The Don Schumacher Racing driver, who combined with Funny Car’s Tommy Johnson Jr.to give the boss a second straight and 60th overall double-nitro triumph, flipped his helmet visor down into place just before he lit the staging light. That’s when he received the shock: “I couldn’t see nothin’. It was pitch white.”

He figured he could navigate the right lane if he could see the blue light atop the tree at least faintly. He lifted the visor for a split-second and thought better of it, taking no chances of some freakish accident that could cost him his vision permanently or worse. So he put it back down, figuring, he said, that “I like to keep my eyes, you know what I mean?”

Brown said, “So I took a chance on it and we went down the racetrack. I just tried to keep it in the center of the groove.” He felt the car drifting to the left but corralled it. “I overdrove the car a little bit. We just cut a good enough light to get that win. That was my worst light of the day. We had some lucky breaks go our way today. We kept our heads down and kept fighting the whole way.”

He was doubly blessed Sunday, for he already had ugly-pedaled his way past a struggling Shawn Langdon in the semifinal for his 10th final-round appearance and sixth in the past eight races. Brown also advanced past JR Todd and Clay Millican.  

“This is a hometown race for me. And my grandma and my family are all here, and it felt good to get that win,” he said. “The competition is at an all-time high, and I’m enjoying it. With all the boys working hard, with [crew chiefs] Brian Corradi and Mark Oswald and all these Matco / U.S. Army / Toyota boys, they did a great job all weekend – for having one round of qualifying and to come up here for the car to perform like it did.”

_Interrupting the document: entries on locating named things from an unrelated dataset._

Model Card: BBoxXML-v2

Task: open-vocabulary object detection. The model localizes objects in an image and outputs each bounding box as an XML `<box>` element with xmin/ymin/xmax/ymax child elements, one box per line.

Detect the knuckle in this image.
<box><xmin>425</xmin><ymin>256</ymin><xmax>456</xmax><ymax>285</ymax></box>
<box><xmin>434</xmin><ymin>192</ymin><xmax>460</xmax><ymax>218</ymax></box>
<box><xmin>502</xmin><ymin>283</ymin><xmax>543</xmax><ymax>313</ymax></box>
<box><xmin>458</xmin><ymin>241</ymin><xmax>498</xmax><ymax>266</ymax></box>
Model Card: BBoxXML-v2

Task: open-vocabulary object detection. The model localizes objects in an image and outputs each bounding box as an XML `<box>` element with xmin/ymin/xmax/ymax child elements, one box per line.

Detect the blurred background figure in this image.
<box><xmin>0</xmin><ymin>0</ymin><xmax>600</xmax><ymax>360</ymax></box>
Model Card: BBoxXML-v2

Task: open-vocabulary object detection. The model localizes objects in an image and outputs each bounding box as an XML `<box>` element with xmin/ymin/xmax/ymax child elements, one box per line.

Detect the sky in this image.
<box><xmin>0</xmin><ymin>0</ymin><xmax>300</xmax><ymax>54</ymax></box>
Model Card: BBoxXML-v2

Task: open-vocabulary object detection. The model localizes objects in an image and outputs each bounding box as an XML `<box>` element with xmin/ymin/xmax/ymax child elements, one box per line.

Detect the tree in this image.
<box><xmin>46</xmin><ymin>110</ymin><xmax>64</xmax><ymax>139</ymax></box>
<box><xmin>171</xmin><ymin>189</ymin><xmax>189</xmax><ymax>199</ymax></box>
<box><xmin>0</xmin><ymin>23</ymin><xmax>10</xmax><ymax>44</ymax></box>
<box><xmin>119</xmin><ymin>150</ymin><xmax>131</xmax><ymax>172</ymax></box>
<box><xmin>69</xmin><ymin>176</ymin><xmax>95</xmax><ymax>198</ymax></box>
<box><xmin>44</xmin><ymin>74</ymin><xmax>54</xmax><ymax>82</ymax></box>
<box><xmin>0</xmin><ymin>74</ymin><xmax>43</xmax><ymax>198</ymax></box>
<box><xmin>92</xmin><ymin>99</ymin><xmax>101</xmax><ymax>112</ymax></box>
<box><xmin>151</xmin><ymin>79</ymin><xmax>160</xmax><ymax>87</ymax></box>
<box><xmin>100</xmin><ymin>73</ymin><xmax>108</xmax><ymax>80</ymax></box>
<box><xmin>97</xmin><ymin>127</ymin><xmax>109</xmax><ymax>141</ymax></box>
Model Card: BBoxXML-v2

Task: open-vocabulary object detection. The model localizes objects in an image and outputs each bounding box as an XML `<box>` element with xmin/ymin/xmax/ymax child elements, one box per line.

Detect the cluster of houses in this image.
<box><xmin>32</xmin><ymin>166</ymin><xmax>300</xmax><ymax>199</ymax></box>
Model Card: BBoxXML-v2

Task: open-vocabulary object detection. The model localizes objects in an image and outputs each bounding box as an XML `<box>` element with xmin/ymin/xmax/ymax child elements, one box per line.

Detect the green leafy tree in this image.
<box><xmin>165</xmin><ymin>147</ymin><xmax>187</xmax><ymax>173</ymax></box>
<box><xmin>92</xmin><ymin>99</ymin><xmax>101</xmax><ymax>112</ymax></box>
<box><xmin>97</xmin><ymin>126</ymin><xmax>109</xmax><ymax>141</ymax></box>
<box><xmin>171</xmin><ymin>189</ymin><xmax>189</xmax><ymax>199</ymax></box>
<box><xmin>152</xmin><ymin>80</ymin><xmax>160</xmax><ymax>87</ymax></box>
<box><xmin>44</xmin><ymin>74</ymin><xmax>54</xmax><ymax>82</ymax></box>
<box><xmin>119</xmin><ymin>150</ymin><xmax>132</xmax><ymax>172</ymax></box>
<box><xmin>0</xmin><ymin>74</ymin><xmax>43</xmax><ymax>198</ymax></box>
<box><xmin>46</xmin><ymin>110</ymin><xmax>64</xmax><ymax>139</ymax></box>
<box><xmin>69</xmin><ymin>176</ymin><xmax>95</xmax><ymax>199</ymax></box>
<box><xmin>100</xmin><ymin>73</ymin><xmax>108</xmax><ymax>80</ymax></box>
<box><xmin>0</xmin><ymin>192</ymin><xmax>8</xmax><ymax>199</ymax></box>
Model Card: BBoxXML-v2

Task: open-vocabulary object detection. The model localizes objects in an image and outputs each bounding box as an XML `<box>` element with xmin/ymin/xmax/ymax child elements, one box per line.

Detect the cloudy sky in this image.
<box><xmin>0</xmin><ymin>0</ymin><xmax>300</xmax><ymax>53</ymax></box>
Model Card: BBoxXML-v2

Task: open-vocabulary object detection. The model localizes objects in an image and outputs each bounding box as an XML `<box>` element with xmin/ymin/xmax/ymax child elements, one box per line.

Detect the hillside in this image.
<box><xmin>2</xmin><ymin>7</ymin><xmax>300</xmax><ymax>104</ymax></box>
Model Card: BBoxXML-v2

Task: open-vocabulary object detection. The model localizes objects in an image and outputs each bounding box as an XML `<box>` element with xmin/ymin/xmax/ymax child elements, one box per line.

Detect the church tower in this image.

He and Johnson joined Vincent Nobile (Pro Stock), and Eddie Krawiec (Pro Stock Motorcycle) in the winners circle.

Brittany Force reached her fifth final round of the season. She edged Larry Dixon by nine-thousandths of a second, won when Doug Kalitta red-lit (although she didn’t know it at the time and pushed her engine past its limits for a considerable clean-up delay), and rocketed away from mechanically troubled top qualifier Leah Pritchett.